The circadian system is responsible for regulating various physiological activities and behaviors and has been gaining recognition. The circadian rhythm is adjusted in a 24-h cycle and has transcriptional-translational feedback loops. When the circadian rhythm is interrupted, affecting the expression of circadian genes, the phenotypes of diseases could amplify. For example, the importance of maintaining the internal temporal homeostasis conferred by the circadian system is revealed as mutations in genes coding for core components of the clock result in diseases. This study will investigate the association between circadian genes and metabolic syndromes in a Taiwanese population.

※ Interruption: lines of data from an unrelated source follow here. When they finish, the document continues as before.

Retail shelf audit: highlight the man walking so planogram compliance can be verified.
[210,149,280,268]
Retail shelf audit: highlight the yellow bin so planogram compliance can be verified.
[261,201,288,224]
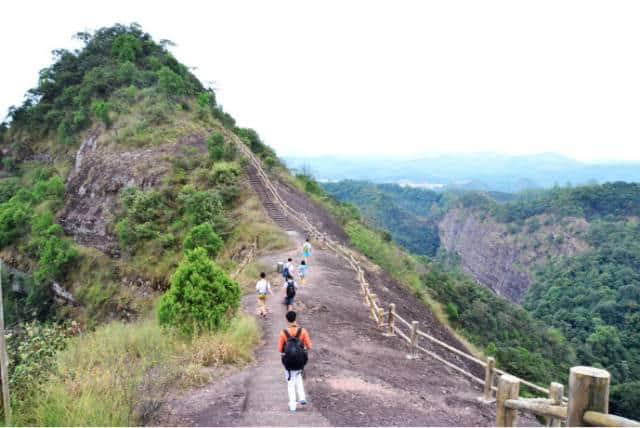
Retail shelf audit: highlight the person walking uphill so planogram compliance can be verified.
[302,238,311,263]
[278,311,311,412]
[256,272,273,318]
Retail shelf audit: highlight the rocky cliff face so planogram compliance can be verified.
[59,131,206,257]
[439,208,588,302]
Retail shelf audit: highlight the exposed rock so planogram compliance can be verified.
[51,282,76,305]
[439,208,588,302]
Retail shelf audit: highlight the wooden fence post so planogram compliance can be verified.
[567,366,611,427]
[378,308,384,329]
[0,260,12,426]
[547,382,564,427]
[384,303,396,336]
[484,357,496,401]
[496,374,520,427]
[369,293,377,320]
[407,321,418,360]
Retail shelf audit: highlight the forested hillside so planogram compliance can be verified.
[323,180,444,256]
[0,25,287,425]
[323,177,640,417]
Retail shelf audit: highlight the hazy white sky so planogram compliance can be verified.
[0,0,640,160]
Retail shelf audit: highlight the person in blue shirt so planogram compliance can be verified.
[298,260,309,285]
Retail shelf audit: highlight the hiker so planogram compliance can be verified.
[282,275,298,311]
[302,238,311,261]
[256,272,273,318]
[278,311,311,412]
[298,260,308,285]
[282,257,293,281]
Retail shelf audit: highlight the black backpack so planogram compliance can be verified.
[287,281,296,299]
[282,328,308,371]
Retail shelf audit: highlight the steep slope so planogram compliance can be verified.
[155,149,534,426]
[438,208,589,302]
[0,25,288,425]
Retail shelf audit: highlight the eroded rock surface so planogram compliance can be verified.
[439,208,588,302]
[60,133,205,256]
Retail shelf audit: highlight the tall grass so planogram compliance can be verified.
[15,315,259,426]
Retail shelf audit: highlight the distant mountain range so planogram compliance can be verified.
[284,153,640,192]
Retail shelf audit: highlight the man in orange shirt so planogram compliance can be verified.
[278,311,311,412]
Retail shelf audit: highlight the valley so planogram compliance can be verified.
[0,20,640,426]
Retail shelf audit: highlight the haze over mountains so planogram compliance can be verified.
[284,153,640,192]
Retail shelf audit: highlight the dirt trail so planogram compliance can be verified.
[154,164,536,426]
[155,232,504,426]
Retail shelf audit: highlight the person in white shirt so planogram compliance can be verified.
[282,257,293,281]
[302,238,311,263]
[256,272,273,318]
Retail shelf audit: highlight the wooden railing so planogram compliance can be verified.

We performed analysis using whole-genome sequencing, read vcf files and set target circadian genes to determine if there were variants on target genes. In this study, we have investigated genetic contribution of circadian-related diseases using population-based next generation whole genome sequencing. We also used significant SNPs to create a metabolic syndrome prediction model. Logistic regression, random forest, adaboost, and neural network were used to predict metabolic syndrome. In addition, we used random forest model variables importance matrix to select 40 more significant SNPs, which were subsequently incorporated to create new prediction models and to compare with previous models. The data was then utilized for training set and testing set using five-fold cross validation. Each model was evaluated with the following criteria: area under the receiver operating characteristics curve (AUC), precision, F1 score, and average precision (the area under the precision recall curve).

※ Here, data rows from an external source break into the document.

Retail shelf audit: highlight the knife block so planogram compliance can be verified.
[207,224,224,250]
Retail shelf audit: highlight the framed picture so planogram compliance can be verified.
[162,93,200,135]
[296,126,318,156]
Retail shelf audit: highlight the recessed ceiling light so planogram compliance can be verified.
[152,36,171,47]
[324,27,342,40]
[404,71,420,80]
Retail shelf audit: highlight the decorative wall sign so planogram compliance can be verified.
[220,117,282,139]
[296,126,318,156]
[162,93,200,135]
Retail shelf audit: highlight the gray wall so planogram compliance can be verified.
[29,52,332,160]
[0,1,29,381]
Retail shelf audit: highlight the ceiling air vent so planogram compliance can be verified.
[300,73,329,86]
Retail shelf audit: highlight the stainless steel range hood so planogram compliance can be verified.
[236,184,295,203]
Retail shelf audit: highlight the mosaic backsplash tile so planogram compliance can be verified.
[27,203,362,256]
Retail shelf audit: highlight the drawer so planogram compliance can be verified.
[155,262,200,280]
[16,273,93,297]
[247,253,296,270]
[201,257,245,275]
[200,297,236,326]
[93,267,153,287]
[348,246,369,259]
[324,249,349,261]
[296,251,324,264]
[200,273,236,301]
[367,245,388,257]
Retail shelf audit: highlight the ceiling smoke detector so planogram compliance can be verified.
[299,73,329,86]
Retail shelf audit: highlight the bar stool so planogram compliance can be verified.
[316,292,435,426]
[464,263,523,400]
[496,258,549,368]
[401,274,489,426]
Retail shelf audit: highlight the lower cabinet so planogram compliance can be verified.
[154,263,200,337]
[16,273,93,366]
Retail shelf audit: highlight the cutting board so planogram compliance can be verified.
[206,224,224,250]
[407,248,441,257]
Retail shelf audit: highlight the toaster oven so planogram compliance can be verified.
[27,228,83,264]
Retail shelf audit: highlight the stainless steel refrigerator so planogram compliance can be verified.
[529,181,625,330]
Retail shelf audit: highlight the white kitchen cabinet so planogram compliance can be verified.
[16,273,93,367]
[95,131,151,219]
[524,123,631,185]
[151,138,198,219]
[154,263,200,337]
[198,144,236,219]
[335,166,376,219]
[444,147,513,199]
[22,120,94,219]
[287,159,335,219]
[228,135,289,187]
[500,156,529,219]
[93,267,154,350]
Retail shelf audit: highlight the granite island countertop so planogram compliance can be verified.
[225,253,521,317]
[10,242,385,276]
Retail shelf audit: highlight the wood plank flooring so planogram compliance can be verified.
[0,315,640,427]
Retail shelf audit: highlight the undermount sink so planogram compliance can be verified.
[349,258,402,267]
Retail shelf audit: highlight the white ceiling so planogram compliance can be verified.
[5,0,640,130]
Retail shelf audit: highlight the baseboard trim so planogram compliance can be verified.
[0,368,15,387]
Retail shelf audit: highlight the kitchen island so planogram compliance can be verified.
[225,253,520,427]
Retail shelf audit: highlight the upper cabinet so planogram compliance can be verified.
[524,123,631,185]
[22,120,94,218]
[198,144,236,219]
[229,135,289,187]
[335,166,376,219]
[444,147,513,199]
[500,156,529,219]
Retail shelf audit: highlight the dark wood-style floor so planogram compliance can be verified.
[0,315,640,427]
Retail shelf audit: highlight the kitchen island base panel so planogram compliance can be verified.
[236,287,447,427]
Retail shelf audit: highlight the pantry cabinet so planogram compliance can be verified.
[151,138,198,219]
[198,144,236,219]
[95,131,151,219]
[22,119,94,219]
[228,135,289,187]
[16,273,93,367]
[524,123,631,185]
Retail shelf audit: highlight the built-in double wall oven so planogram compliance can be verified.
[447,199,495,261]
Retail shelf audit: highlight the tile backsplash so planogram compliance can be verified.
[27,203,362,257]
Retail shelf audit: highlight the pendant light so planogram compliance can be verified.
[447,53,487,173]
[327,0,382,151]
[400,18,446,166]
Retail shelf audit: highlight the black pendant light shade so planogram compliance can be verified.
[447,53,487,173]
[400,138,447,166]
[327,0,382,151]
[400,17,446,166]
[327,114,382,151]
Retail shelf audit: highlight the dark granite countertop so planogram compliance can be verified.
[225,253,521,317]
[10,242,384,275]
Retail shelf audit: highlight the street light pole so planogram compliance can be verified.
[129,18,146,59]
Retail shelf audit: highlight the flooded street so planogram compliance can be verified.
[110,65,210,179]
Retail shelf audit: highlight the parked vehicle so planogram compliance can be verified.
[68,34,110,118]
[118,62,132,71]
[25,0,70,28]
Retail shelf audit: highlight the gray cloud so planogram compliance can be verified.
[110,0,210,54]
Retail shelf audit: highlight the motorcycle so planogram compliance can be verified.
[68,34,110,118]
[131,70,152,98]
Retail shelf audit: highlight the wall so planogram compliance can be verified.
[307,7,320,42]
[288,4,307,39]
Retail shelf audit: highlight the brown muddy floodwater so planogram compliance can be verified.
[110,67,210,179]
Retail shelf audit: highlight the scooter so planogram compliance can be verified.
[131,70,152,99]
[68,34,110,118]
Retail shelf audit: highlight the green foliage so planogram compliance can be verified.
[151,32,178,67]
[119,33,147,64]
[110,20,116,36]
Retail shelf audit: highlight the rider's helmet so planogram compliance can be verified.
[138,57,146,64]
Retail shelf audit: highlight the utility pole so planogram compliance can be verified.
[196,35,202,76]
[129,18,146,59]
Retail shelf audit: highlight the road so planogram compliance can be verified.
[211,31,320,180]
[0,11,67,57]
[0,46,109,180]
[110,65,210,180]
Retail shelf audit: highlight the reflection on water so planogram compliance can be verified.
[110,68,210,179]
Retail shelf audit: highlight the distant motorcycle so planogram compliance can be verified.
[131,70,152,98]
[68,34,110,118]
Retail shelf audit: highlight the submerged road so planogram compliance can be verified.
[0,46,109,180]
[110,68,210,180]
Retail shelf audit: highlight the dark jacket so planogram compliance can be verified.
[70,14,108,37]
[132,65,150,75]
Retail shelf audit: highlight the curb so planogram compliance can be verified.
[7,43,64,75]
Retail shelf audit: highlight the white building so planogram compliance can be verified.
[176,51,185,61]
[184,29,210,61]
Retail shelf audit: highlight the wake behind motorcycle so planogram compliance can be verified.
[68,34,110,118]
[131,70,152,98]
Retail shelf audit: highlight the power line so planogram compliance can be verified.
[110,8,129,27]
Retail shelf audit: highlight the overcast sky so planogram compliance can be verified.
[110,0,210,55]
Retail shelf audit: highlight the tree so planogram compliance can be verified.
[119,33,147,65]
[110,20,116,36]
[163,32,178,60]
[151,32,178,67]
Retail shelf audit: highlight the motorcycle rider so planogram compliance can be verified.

After searching significant variants, we used Chi-Square tests to find some variants. We found 186 significant SNPs, and four predicting models which used 186 SNPs (logistic regression, random forest, adaboost and neural network), AUC were 0.68, 0.8, 0.82, 0.81 respectively. The F1 scores were 0.412, 0.078, 0.295, 0.552, respectively. The other three models which used the 40 SNPs (logistic regression, adaboost and neural network), AUC were 0.82, 0.81, 0.81 respectively. The F1 scores were 0.584, 0.395, 0.574, respectively.
Circadian gene defect may also contribute to metabolic syndrome. Our study found several related genes and building a simple model to predict metabolic syndrome.
生物钟系统负责调节各种生理活动和行为,其重要性日益受到认可。生物钟的节律以 24 小时为周期进行调整,并具有转录-翻译反馈回路。当生物钟节律受到干扰,影响生物钟基因的表达时,疾病的表型可能会放大。例如,编码时钟核心组件的基因突变导致的疾病揭示了维持内部时间稳态的重要性。本研究将在台湾人群中研究生物钟基因与代谢综合征之间的关联。
我们使用全基因组测序进行分析,读取 vcf 文件并设置目标生物钟基因,以确定目标基因上是否存在变体。在这项研究中,我们使用基于人群的下一代全基因组测序研究了与生物钟相关的疾病的遗传贡献。我们还使用显著 SNP 构建了代谢综合征预测模型。逻辑回归、随机森林、自适应增强和神经网络用于预测代谢综合征。此外,我们使用随机森林模型变量重要性矩阵选择了 40 个更显著的 SNP,然后将其纳入新的预测模型,并与之前的模型进行比较。然后,利用该数据通过五折交叉验证进行训练集和测试集。使用以下标准评估每个模型:接收者操作特征曲线下的面积 (AUC)、精度、F1 分数和平均精度(精确召回曲线下的面积)。
在搜索到显著变体后,我们使用卡方检验找到了一些变体。我们发现了 186 个显著 SNP,并使用这 186 个 SNP 构建了四个预测模型(逻辑回归、随机森林、自适应增强和神经网络),AUC 分别为 0.68、0.8、0.82、0.81。F1 分数分别为 0.412、0.078、0.295、0.552。另外三个使用 40 个 SNP 的模型(逻辑回归、自适应增强和神经网络),AUC 分别为 0.82、0.81、0.81。F1 分数分别为 0.584、0.395、0.574。
生物钟基因缺陷也可能导致代谢综合征。我们的研究发现了一些相关基因,并构建了一个简单的模型来预测代谢综合征。